Голосом и совестью этих людей стал Гракх Бабеф.

Все, что он читал, все, что он слышал, все, что накопила мятежная и мечтавшая Франция за восемнадцатый век, – воплотилось в статьях газеты «Трибун народа», в такие сочинения Бабефа, как «Манифест плебеев», «Акт восстания», в проекты декретов, в речи «Общества Пантеона» (так назывался клуб сторонников Бабефа и участников «заговора равных», расположенный близ Пантеона).

До Бабефа и Буонарроти в пересказах и рукописях дошли смелые идеи людей, имена которых были мало кому известны. Эти идеи они не только усвоили, но и дополнили и развили, а главное – попытались первыми воплотить в жизнь. Во время революции было решено прах одного из этих смелых мыслителей – Мабли – с честью перенести в Пантеон. Габриэль Боно де Мабли, сын дворянина, выученик иезуитского коллежа, аббат и чиновник министерства иностранных дел, был коммунистом. Скептически относясь к своему прославленному веку, Мабли считал, что золотой век, век человеческого счастья, был позади. Основа этого счастья – коммунистический строй, общность имуществ.

Далеко видел аббат Мабли. Он признал право народа вести войну против власти, если она допускает насилие. А насилие неизбежно, раз богатые, стремясь удержать свое богатство, поддерживают несправедливый строй.

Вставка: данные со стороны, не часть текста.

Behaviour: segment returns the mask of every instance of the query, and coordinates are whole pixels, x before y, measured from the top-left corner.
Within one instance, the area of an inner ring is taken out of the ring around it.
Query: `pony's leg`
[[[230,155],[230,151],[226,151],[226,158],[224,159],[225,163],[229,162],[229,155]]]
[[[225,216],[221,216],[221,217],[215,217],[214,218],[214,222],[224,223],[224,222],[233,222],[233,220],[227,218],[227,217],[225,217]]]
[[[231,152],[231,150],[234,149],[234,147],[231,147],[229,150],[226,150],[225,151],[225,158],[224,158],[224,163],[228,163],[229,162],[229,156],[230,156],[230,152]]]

Бабеф и Буонарроти не только слышали пересказы коммунистических идей, они читали книги, в которых такие идеи были изложены: поэму «Базилиада», трактат «Кодекс природы». Автор на обложке не был обозначен. Впоследствии говорили, что им был некто Морелли, но ни полного имени, ни лица его, ни обстоятельств жизни никто не знал. Быть может, это был монах из какого-либо бенедиктинского или доминиканского монастыря, быть может, чиновник из министерства иностранных или внутренних дел, а может быть, дворянин, живший в поместье где-нибудь в пикардийских лесах или в каменистой Бретани. Во всяком случае, это был очень образованный человек, и главное, он умел думать и мечтать.

Это большой дар – не только видеть несовершенство теперешней жизни, но и стремиться увидеть будущее. Морелли – если его звали так – обладал этим даром.

Он восставал против неравенства и частной собственности.

В заключительной части «Кодекса» Морелли нарисовал картину будущего – ею особенно зачитывались Бабеф и Буонарроти.

Основой будущего строя, по его мнению, явится общественная собственность. Распределение тоже будет общественным. Раз и навсегда люди покончат с таким противоестественным порядком, когда у одних погреба доверху заполнены запасами пищи, а другие мечтают о куске хлеба или ломтике мяса.

Все должно распределяться на площадях и в общественных магазинах. Согласно священным законам, писал Морелли, ничто не будет ни продаваться, ни обмениваться. Кому нужны хлеб или зелень, овощи или фрукты, пойдет за ними на площадь, куда эти вещи принесут люди, работавшие на поле. А те, в свою очередь, будут брать изделия ремесла. Но никто не станет жадничать, создавать запасы.